Expert note: This article was written by our chartered accountancy firm. Information is current as of 2026. For a personalised review of your situation, contact us.

Social charges in SASU (Single-member simplified joint-stock company): The Complete Guide to Rates 2026

Updated March 2026 - Have you chosen the Simplified Single-Personal Stock Company (SASU) for your activity? It is an extremely popular choice of structure for its statutory flexibility. However, the question of social security contributions in SASU is the crux of the matter when it comes to optimizing your net remuneration. In 2026, with the new financing trajectories for Social Security, the rates have changed slightly. Complete decryption to no longer pilot blindly.
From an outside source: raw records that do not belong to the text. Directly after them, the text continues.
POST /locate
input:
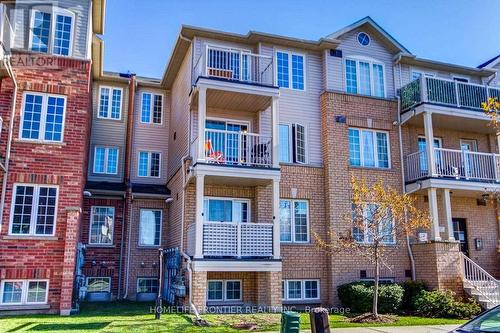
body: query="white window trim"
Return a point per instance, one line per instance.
(53, 11)
(292, 222)
(233, 200)
(145, 278)
(149, 164)
(99, 277)
(375, 147)
(302, 290)
(290, 71)
(161, 226)
(92, 221)
(43, 118)
(150, 122)
(224, 291)
(106, 157)
(371, 62)
(365, 230)
(34, 212)
(110, 103)
(24, 293)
1. The Status of the President of SASU: Assimilated Employee

The major particularity of the SASU lies in the social status of its manager (you). Unlike the manager of EURL (Single-member limited liability company) who is a Self-Employed Worker (TNS - SSI), the President of SASU is Assimilated Employee. It comes under the General Social Security Scheme.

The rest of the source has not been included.